THUDM / GATNE

Source code and dataset for KDD 2019 paper "Representation Learning for Attributed Multiplex Heterogeneous Network"
MIT License
525 stars 141 forks source link

About comparative experiments #43

Closed lalw closed 4 years ago

lalw commented 4 years ago

Hello, I want to do comparative experiments on my own dataset, but I didn't find the official python code of metapath2vec, so I'm sorry to ask, what is the metapath2vec code you are using for comparison experiments, can you share it? Thank you very much!

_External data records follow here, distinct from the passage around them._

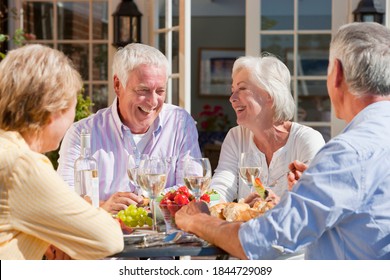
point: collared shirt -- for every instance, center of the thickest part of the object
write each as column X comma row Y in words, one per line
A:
column 174, row 134
column 38, row 209
column 340, row 208
column 302, row 144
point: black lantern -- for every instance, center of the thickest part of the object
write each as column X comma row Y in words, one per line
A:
column 127, row 24
column 369, row 11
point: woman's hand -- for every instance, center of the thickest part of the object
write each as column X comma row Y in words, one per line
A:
column 53, row 253
column 120, row 201
column 296, row 169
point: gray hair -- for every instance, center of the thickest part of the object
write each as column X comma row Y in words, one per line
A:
column 273, row 76
column 364, row 52
column 133, row 55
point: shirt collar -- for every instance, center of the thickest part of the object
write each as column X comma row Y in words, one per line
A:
column 156, row 126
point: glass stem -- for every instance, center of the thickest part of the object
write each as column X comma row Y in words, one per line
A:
column 154, row 216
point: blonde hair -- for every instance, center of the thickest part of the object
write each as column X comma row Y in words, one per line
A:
column 35, row 82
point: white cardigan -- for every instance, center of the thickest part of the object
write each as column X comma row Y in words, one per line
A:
column 303, row 143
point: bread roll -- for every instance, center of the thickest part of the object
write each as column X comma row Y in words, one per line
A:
column 236, row 212
column 217, row 210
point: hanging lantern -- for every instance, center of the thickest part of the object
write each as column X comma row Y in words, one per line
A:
column 127, row 24
column 369, row 11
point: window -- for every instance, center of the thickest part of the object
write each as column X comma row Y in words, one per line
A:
column 298, row 32
column 80, row 30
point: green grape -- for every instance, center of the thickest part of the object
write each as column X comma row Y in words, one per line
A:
column 133, row 213
column 134, row 216
column 149, row 221
column 127, row 211
column 141, row 222
column 132, row 206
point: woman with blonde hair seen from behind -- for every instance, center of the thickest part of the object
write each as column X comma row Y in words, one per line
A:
column 38, row 95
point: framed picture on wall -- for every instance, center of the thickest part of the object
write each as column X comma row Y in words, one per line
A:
column 215, row 70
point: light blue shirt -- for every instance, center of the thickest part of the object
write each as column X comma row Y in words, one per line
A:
column 174, row 134
column 340, row 208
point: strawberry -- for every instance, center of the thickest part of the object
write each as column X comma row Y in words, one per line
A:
column 165, row 201
column 172, row 208
column 181, row 199
column 205, row 197
column 171, row 195
column 184, row 190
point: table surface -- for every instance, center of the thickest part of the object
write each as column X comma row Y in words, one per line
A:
column 171, row 250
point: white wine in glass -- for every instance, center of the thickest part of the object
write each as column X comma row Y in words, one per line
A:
column 133, row 162
column 152, row 176
column 250, row 168
column 197, row 175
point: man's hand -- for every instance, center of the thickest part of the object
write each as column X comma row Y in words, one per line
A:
column 183, row 216
column 253, row 197
column 296, row 169
column 120, row 201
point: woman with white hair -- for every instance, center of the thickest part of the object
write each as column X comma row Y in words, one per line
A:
column 38, row 95
column 264, row 107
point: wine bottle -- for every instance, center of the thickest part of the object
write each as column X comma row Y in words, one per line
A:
column 86, row 172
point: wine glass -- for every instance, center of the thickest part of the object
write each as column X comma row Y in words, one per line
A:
column 197, row 175
column 249, row 168
column 151, row 177
column 133, row 162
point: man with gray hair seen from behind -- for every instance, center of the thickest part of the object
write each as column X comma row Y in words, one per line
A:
column 339, row 208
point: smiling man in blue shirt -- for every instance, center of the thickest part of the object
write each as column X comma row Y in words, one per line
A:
column 340, row 207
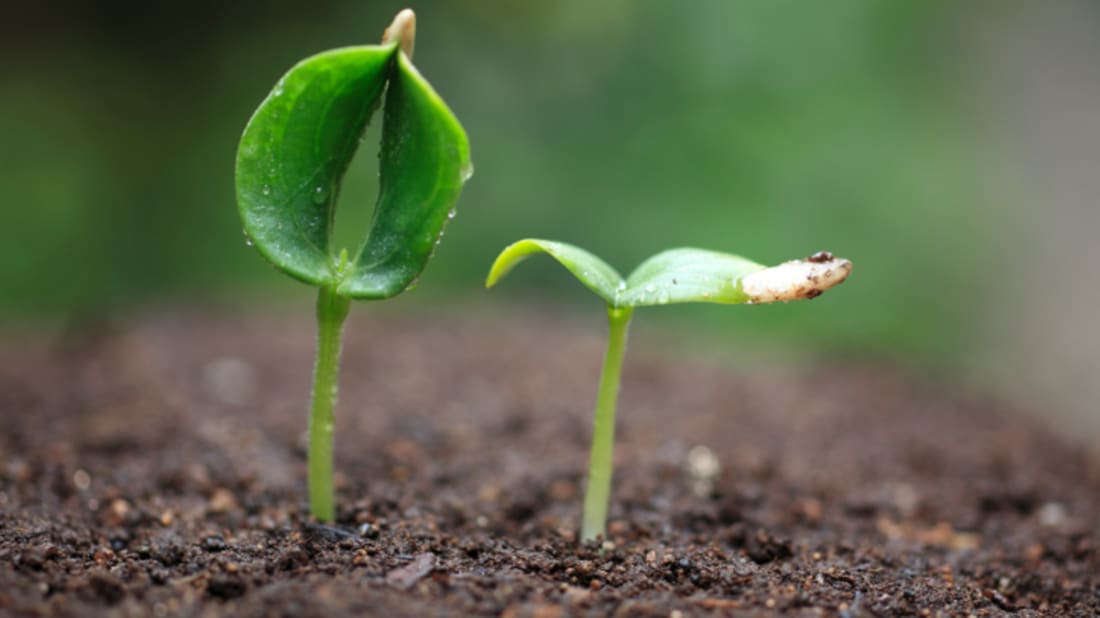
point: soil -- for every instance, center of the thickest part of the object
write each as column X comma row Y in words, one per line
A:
column 158, row 470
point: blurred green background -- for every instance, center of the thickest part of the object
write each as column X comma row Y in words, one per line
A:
column 767, row 128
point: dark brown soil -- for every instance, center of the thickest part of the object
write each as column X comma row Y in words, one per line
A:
column 158, row 470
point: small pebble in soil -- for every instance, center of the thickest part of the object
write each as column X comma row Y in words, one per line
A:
column 221, row 500
column 703, row 468
column 81, row 479
column 1052, row 515
column 213, row 543
column 404, row 577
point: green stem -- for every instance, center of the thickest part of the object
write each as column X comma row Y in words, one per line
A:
column 331, row 311
column 598, row 492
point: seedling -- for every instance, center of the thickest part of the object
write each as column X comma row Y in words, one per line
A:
column 289, row 167
column 678, row 275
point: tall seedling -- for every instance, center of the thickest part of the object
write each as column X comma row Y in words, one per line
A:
column 289, row 166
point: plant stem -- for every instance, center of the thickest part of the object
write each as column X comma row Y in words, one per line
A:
column 331, row 311
column 598, row 492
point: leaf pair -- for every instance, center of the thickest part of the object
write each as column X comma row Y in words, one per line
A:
column 684, row 275
column 299, row 143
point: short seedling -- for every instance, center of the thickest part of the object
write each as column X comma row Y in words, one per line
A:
column 289, row 167
column 678, row 275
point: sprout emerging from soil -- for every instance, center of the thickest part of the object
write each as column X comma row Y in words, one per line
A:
column 678, row 275
column 289, row 167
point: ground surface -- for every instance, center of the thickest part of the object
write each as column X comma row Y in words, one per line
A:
column 158, row 470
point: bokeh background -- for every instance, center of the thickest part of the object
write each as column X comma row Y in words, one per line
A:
column 950, row 150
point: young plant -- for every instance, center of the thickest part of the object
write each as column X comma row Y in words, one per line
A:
column 289, row 167
column 678, row 275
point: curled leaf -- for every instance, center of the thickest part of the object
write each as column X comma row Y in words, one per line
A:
column 591, row 271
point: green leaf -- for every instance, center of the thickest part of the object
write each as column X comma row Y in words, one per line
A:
column 425, row 162
column 295, row 151
column 688, row 275
column 591, row 271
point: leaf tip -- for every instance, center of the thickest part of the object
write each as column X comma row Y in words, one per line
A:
column 402, row 31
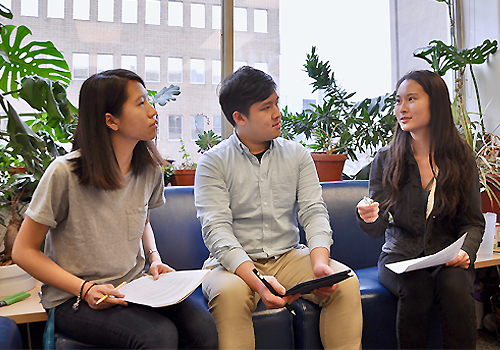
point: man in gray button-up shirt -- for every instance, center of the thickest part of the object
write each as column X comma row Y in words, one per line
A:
column 249, row 191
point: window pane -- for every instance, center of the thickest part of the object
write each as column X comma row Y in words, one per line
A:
column 197, row 125
column 29, row 8
column 105, row 10
column 129, row 11
column 55, row 8
column 81, row 9
column 216, row 71
column 217, row 124
column 174, row 70
column 174, row 127
column 175, row 13
column 260, row 21
column 129, row 62
column 197, row 71
column 198, row 15
column 240, row 19
column 80, row 65
column 152, row 68
column 153, row 9
column 216, row 17
column 104, row 62
column 261, row 66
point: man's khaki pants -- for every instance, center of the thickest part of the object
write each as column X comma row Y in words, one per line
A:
column 232, row 302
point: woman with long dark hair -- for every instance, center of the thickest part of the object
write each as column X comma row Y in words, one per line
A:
column 92, row 207
column 424, row 195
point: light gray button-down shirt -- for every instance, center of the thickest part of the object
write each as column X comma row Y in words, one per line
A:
column 248, row 210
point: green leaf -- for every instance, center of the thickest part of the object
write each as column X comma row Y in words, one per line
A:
column 36, row 57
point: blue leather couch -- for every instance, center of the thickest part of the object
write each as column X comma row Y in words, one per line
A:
column 178, row 237
column 10, row 338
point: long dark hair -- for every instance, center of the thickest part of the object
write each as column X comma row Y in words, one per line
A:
column 452, row 156
column 97, row 165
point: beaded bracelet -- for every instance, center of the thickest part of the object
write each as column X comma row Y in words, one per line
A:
column 76, row 305
column 87, row 292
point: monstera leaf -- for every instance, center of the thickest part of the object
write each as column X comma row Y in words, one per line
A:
column 35, row 58
column 443, row 57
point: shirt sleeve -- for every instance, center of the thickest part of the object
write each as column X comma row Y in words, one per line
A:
column 213, row 210
column 50, row 202
column 312, row 214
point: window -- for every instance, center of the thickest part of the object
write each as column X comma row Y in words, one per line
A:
column 240, row 19
column 55, row 9
column 197, row 15
column 29, row 8
column 174, row 70
column 129, row 62
column 197, row 125
column 105, row 10
column 153, row 9
column 197, row 71
column 217, row 124
column 216, row 17
column 174, row 127
column 260, row 21
column 152, row 67
column 261, row 66
column 175, row 13
column 129, row 11
column 104, row 62
column 216, row 71
column 81, row 9
column 80, row 66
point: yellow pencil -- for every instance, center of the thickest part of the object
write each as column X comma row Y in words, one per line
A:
column 107, row 295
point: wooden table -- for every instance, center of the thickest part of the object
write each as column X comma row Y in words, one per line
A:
column 28, row 310
column 495, row 260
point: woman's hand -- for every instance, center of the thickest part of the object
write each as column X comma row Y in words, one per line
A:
column 368, row 211
column 98, row 291
column 461, row 260
column 157, row 267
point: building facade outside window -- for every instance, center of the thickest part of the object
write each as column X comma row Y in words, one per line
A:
column 29, row 8
column 197, row 71
column 152, row 69
column 174, row 70
column 153, row 11
column 80, row 66
column 55, row 8
column 129, row 11
column 104, row 62
column 175, row 14
column 174, row 127
column 81, row 10
column 105, row 10
column 129, row 62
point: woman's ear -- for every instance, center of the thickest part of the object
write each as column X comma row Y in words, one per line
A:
column 239, row 118
column 111, row 122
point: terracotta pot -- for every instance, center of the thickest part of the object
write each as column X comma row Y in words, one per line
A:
column 183, row 177
column 329, row 166
column 488, row 205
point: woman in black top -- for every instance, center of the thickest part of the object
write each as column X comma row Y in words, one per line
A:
column 424, row 195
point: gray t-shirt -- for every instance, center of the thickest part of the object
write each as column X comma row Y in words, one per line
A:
column 94, row 234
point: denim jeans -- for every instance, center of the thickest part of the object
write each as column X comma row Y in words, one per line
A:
column 186, row 325
column 449, row 288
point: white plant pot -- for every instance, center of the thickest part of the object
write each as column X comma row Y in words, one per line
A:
column 13, row 280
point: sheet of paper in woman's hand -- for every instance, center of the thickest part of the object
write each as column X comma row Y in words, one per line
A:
column 169, row 289
column 442, row 257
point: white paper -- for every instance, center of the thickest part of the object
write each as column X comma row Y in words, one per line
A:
column 169, row 289
column 442, row 257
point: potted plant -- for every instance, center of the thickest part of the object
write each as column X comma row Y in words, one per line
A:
column 337, row 126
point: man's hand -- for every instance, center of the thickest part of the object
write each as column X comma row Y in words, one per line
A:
column 461, row 260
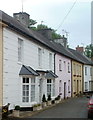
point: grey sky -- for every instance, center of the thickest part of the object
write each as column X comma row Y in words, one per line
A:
column 52, row 12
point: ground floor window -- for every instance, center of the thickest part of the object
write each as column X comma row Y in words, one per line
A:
column 91, row 85
column 86, row 86
column 50, row 87
column 28, row 89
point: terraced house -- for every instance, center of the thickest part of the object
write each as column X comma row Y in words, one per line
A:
column 31, row 65
column 82, row 72
column 28, row 65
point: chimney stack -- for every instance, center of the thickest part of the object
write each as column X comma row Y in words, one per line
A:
column 80, row 49
column 22, row 17
column 62, row 41
column 46, row 32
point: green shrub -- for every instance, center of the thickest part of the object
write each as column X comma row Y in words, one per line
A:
column 49, row 97
column 17, row 107
column 44, row 98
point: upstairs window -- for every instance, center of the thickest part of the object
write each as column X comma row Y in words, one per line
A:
column 50, row 60
column 68, row 67
column 91, row 71
column 60, row 65
column 39, row 57
column 85, row 70
column 20, row 50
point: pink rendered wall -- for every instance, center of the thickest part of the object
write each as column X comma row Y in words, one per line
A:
column 63, row 76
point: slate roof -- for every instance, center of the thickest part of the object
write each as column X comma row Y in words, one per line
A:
column 50, row 75
column 37, row 37
column 82, row 57
column 27, row 70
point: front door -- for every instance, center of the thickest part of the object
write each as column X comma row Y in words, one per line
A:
column 40, row 89
column 64, row 90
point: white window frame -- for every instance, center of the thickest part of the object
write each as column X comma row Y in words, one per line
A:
column 85, row 70
column 20, row 50
column 51, row 87
column 68, row 67
column 39, row 57
column 50, row 60
column 86, row 86
column 60, row 65
column 31, row 94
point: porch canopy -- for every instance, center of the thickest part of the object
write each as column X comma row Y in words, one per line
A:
column 50, row 75
column 27, row 70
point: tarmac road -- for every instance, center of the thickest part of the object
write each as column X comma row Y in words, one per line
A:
column 72, row 108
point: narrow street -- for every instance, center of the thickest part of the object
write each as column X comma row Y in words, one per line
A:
column 72, row 108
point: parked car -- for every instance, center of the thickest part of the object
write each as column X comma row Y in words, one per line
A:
column 90, row 107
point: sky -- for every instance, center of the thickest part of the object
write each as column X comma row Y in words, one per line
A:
column 53, row 13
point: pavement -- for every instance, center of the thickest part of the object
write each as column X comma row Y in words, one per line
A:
column 27, row 114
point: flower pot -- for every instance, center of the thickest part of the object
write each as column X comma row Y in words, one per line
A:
column 49, row 102
column 39, row 107
column 16, row 113
column 44, row 104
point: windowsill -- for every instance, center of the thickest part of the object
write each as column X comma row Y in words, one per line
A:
column 20, row 63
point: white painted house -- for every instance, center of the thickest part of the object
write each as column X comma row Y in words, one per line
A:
column 88, row 78
column 28, row 65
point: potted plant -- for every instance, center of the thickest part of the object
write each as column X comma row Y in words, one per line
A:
column 57, row 99
column 44, row 101
column 16, row 111
column 37, row 107
column 49, row 100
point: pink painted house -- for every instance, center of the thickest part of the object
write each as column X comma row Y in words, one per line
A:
column 63, row 70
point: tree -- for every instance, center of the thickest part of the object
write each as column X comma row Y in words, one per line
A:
column 31, row 23
column 89, row 51
column 55, row 35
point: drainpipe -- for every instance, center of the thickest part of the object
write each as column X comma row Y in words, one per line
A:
column 71, row 80
column 54, row 63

cenyk1230 commented 4 years ago

Hi @lalw,

Sorry for the late reply. We use an internal version of metapath2vec in Alibaba Group. Maybe you can use an unofficial code of metapath2vec or implement it on your own. The most important part of metapath2vec is the heterogeneous random walk, which can be easily implemented.

lalw commented 4 years ago

Thanks for your answer! I still have a problem, for example, performing random walks on the metapath of [1]"Academy-Discipline-Project-Discipline-Academy" to get the embeddings of Academy. In addition to the Academy's embedding, it is also necessary to obtain the Discipline's embedding. The metapath with Discipline as the starting point should be [2]"Discipline-Project-Discipline". Just based on the random walk of [1], is the calculated Discipline's embedding correctly? (my concern is that the discipline is not the starting point of the metapath) If not,when the metapath is [1] and [2],can these two metapaths with different starting points be executed simultaneously in one model? Or should the model be executed twice? Looking forward to your answer, thank you very much!

cenyk1230 commented 4 years ago

The skip-gram method will train the embeddings of all the nodes in the random walks, rather than the embeddings of starting nodes in the metapaths. The Discipline's embeddings trained from random walks of scheme 1 can be directly used for downstream tasks.

lalw commented 4 years ago

Sorry, path [1] is wrong. It should be [1]"Academy-Project-Discipline-Project-Academy" 1.My concern is that this meta-path is not specifically set for Discipline. Can it fully capture semantic and structural information? 2.If there is another type of Node Researcher, which cannot be combined in the [1] or [2] path, can I set the path to [1]"Academy-Project-Discipline-Project-Academy" and [2] "Discipline-Project-Discipline" and [3]"Researcher-Project-Discipline-Project-Researcher" in one run to get all the embedding for all kinds of nodes? I am a beginner, have many questions, thank you for your patience!